Alan Johnson introduces the Summer 2008 edition of Democratiya. A number of the articles look back at 1968, forty years on. There's also a review of a newly translated book from Sheikh Qarawadi, published for the first time in English and distributed here for British Muslim readers, which makes clear how the great man, and erstwhile chum of Ken Livingstone, views the Israel/Palestine question: not as a political but as an apocalyptic struggle. From the preface:

In this book, the eminent contemporary scholar Yusuf al-Qaradawi gives clear answers to the reasons and removes the ambiguities to whoever seeks the truth and justice concerning the Palestinian issue. These answers acquaint Muslims with the dimensions of the issue with the Zionists who usurped this pearl of ours. The battle between them and us is not a battle of borders but a battle of existence. It is the battle that will end and the Muslims that will be victorious.

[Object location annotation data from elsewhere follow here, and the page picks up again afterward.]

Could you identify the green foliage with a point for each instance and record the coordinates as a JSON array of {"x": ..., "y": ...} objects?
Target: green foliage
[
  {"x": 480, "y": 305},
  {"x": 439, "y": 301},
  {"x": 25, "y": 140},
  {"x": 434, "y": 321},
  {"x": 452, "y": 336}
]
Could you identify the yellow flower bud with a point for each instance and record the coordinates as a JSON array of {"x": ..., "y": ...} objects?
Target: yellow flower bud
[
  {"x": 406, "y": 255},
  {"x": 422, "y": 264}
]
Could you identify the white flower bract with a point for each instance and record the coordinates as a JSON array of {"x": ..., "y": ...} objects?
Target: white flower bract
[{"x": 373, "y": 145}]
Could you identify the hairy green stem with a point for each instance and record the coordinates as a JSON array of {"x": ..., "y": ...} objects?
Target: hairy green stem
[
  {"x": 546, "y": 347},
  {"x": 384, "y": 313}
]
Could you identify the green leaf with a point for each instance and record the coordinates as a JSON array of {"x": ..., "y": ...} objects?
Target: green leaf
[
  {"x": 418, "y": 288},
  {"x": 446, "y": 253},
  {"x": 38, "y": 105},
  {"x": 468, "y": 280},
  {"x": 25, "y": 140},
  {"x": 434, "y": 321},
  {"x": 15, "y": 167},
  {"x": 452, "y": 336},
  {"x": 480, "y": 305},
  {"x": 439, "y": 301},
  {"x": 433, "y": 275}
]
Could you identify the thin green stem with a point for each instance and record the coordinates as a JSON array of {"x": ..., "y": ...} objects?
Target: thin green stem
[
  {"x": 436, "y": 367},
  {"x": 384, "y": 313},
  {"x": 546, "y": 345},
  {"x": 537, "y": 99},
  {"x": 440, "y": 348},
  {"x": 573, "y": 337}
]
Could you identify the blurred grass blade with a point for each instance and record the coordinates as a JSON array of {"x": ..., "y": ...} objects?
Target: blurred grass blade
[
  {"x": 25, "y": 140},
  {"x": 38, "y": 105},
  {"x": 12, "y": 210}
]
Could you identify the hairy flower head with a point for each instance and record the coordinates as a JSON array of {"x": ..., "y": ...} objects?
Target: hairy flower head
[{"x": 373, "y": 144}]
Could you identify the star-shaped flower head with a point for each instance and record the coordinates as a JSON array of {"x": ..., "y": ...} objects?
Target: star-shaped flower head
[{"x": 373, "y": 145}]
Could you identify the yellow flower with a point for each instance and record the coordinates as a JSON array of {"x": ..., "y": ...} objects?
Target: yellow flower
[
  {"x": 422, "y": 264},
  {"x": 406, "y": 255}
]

Plus an interview with Matthias Küntzel, on Islamists and anti-Semitism. Here he is on the central importance of the subjugation of women in Islamist ideology:

It's very hard to analyse Islamism without resorting to sexual psychology. I talk in my book ["Jihad and Jew-Hatred: Islamism, Nazism and the Roots of 9/11"] about the inability of the Muslim Brotherhood to accept 'the Other' or 'Otherness'. And this refusal always begins with the relationship between men and women. If you do not properly subjugate your wife and women you can't be an Islamist, because in that case you would be accepting the other as an equal. And this is seen as being against the Koran and the holy scriptures.

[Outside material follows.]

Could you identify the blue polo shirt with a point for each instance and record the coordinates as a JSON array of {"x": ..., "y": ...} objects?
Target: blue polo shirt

The Charter of Hamas is most interesting when it comes to the role of women. They say women are important because they are needed to raise Jihad warriors. This is supposed to be their main function. And they add that the West wants to influence Muslim women by printing journals with nasty pictures and whispering wrong ideas. So every Muslim woman who likes modernity is framed as a traitor. The Islamists' perception of the woman – their refusal to deal with otherness as something equal – is at the very core of Islamism and antisemitism.